Wisconsin governor, Scott Walker, will not pardon a man convicted with his nephew of murder, in a case dramatised in the television documentary, Making a Murderer, despite online petitions seeking their release, his office said.

Wisconsin governor Scott Walker will not pardon ‘Making a Murderer’ convict Steven Avery

Walker has not watched the Netflix documentary examining the case for Steven Avery’s innocence, in what is arguably the most infamous murder case in Wisconsin’s history.

Avery and his nephew, Brendan Dassey, are serving life sentences for the 2005 killing of freelance photographer, Teresa Halbach, who was found outside Avery’s home in Manitowoc County, Wisconsin.

Walker, a former Republican presidential candidate, has not been swayed by 300,000 signatures on online petitions at the Change.org website, calling for Avery’s exoneration, Walker spokeswoman, Laurel Patrick, said.

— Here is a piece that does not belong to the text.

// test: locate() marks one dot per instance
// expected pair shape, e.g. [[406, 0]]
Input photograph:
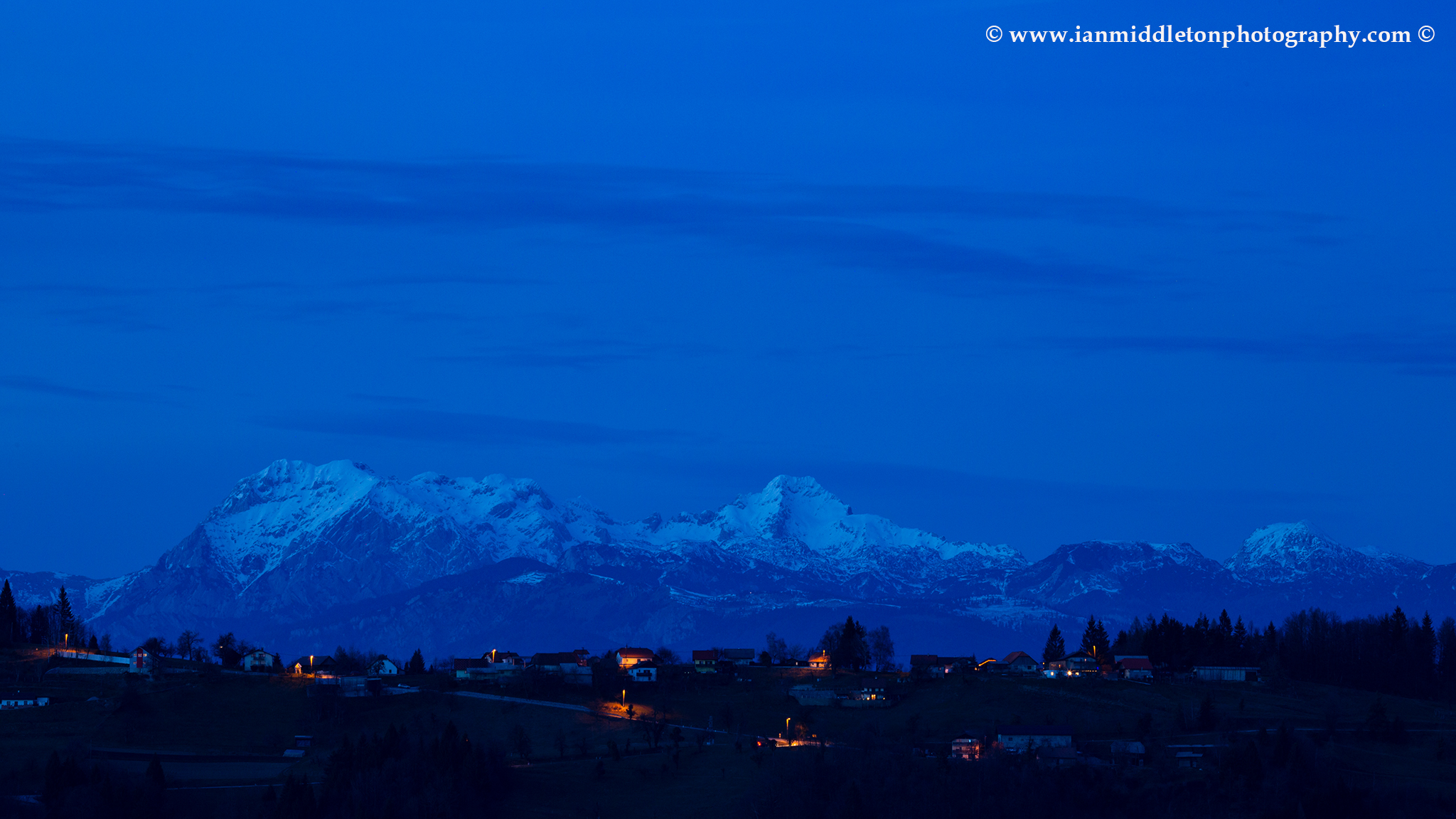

“Those who feel they have been wrongly convicted can seek to have their convictions overturned by a higher court,” she said.

A Whitehouse.gov petition, asking President Barack Obama to pardon the men, has received 113,000 signatures, which is more than the 100,000 needed for the administration to comment on the request.

However, the president does not have the authority to issue pardons on state cases.

Only Walker, who has not issued a pardon since his election in 2010, has that power.

“Steven Avery should be exonerated at once by pardon, and the Manitowoc County officials complicit in his two false imprisonments should be held accountable to the highest extent of the US criminal and civil justice systems,” the Change.org petition states, addressing Mr Obama and Mr Walker.

The 10-episode documentary, Making a Murderer, on the Netflix streaming service, questioned the handling of the case and the motivation of Manitowoc County law enforcement officials.

Avery was convicted of an unrelated rape and sent to prison in 1985, serving 18 years before DNA evidence exonerated him.

He filed a $36m (€33m) federal civil rights lawsuit against the county, and its former sheriff and district attorney, in 2004.

That case was settled in 2006, for $400,000, according to online court documents.

A year after he filed the lawsuit, Avery and Dassey were accused of killing Halbach. They were convicted in 2007 and sentenced to life in prison.

The documentary suggests authorities planted evidence against the men, a claim that has been rejected by Robert Hermann, the current sheriff of Manitowoc County, which is about 80 miles (130 km) north of Milwaukee.

Walker said: “Just because a documentary on TV says something doesn’t mean that’s actually what the evidence shows,” he told WQOW television.

“The bottom line is that there was a crime that was committed a decade ago.

“There is a system... by which individuals can petition the courts to get relief, like others have done in the past, that shows that someone might actually be innocent.

“But I am not going to over-ride a system that is already put in place.”